Heavy drinking linked to stomach cancer

31st October 2011

More than four drinks a day and a preference for beer have been identified in a recent European study as being the "tipping point" for increased stomach cancer risk.


The researchers did not find the same level of stomach cancer risk among men who limited themselves to three drinks a day at most.

Preferring beer over wine or spirits also seemed to prejudice people in favour of getting stomach cancer.

Lead researcher Eric J. Duell and his colleagues at the Catalan Institute of Oncology in Barcelona wrote that the association between alcohol consumption and gastric cancer had never been conclusively studied.

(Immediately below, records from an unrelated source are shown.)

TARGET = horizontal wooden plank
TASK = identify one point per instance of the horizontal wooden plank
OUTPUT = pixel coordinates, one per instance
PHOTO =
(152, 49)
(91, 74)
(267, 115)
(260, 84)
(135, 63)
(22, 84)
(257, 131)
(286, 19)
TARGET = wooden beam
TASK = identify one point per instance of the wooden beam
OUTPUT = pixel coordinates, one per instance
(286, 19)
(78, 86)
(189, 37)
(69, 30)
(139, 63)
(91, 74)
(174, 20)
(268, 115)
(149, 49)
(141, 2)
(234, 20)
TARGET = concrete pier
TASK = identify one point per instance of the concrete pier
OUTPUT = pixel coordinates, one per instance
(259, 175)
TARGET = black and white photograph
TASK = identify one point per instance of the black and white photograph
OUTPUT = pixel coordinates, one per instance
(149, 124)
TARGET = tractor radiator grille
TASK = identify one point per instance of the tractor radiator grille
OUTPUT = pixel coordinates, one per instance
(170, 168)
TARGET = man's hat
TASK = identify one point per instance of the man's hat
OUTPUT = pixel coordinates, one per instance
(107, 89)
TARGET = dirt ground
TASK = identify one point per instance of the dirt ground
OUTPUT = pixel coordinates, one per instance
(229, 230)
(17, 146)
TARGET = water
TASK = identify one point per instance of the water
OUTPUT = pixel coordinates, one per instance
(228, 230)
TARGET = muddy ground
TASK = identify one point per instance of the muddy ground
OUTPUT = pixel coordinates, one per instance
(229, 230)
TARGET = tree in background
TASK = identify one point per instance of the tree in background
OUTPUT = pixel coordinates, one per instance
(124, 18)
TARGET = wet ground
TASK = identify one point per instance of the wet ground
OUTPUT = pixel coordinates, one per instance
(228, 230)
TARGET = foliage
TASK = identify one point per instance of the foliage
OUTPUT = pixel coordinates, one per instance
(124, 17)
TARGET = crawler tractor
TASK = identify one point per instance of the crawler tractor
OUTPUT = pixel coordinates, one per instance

In the past, people studying the relationship between alcohol and stomach cancer have found it hard to adjust their results to compensate for tobacco consumption, since so many people who drink also often smoke.

For the study, the researchers analysed the European Prospective Investigation into Cancer and Nutrition (EPIC).

The EPIC included 444 cases of stomach cancer, and encompassed more than half a million European adults.

Since the number of study subjects was so large, the researchers were able to separate the effects of tobacco use and alcohol consumption.

Although the overall pattern the researchers observed was for people who drank more than four drinks a day to get cancer, they calculated that the average person's absolute risk could still be small.

That was because, although nearly 13,000 of the EPIC study subjects were heavy drinkers when the study began, only 33 had developed stomach cancer during the study follow-up.

Women seemed less likely to get stomach cancer, but women were also less likely to drink.

Experts currently recommend that men get no more than two drinks a day, and women no more than one.

Drinking heavily can also bring about mouth cancers, throat cancers, and liver scarring, especially if people smoke.

Being infected with Helicobacter pylori, especially prominent in developing countries, where stomach cancer is also much more common, also played a role.

The researchers wrote that, as for the reason why heavy drinking would cause stomach cancer, it may be due to acetaldehyde, a known carcinogen.

Acetaldehyde is an alcohol metabolite, and is produced when people's stomachs begin to digest the substance.

As for the reason why beer would make stomach cancer especially likely, it could be due to the drink's high levels of nitrosamines, which other studies have linked to cancer.

The researchers wrote that ingesting several carcinogens at the same time could be the reason why the statistics seemed to point especially to heavy drinkers who prefer beer getting stomach cancer.